Friday, February 15, 2019

The Thaw



“The cat is dead…why doesn’t he just wait until spring?”
  Pam sighed deeply, sliding her mug of tea away, and lowering her face into her hands at the kitchen table. She didn't need her friend's words to confirm the fact that her husband had clearly lost his mind. They could both see him outside through one of the kitchen windows, toiling away at the edge of the family pool. It was early March, and the temperatures were still frigid during the night, although the days had been very sunny. No snow had fallen, despite the deep freeze the region had been experiencing.
  He had been out of sorts for a month now, after the disappearance of the cat one evening, the tragic ending only serving to heighten his grief when the cat was discovered frozen into the ice of the pool. The young male had obviously fallen in somehow and drowned.
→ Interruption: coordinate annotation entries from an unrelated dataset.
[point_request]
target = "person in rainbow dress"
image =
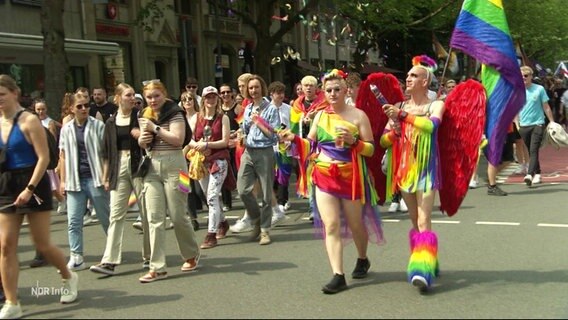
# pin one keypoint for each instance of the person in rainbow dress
(335, 171)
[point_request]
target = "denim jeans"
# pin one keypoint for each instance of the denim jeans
(532, 136)
(76, 207)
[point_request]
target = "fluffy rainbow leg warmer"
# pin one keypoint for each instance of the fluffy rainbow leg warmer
(423, 264)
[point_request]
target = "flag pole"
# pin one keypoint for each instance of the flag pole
(444, 71)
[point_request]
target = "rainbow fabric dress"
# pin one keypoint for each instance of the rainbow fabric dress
(414, 160)
(347, 177)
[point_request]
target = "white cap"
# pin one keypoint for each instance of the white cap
(208, 90)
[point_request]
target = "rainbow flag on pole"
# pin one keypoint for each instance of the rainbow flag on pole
(482, 32)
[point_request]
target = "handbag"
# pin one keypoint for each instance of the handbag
(143, 166)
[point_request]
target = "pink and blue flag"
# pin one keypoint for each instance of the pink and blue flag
(482, 32)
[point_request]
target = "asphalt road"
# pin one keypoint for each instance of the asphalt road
(500, 257)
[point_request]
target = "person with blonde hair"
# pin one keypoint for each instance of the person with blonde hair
(162, 127)
(25, 192)
(82, 177)
(211, 138)
(345, 199)
(121, 157)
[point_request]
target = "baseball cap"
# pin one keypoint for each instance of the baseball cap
(208, 90)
They had owned different pets through the years, but for some reason, this black male cat had been his. It followed him everywhere, like his shadow, waited for him to return from work, and lounged with him on the sofa as he watched television. No day was complete until the cat had climbed up on the bed at night to 'tuck Daddy in'.
  Pam had watched as he fretted day after day when the cat didn't return suddenly. It had seemed to drag every day down, her husband distant and staring out the window in the kitchen toward the backyard almost every day when she arrived back home from work.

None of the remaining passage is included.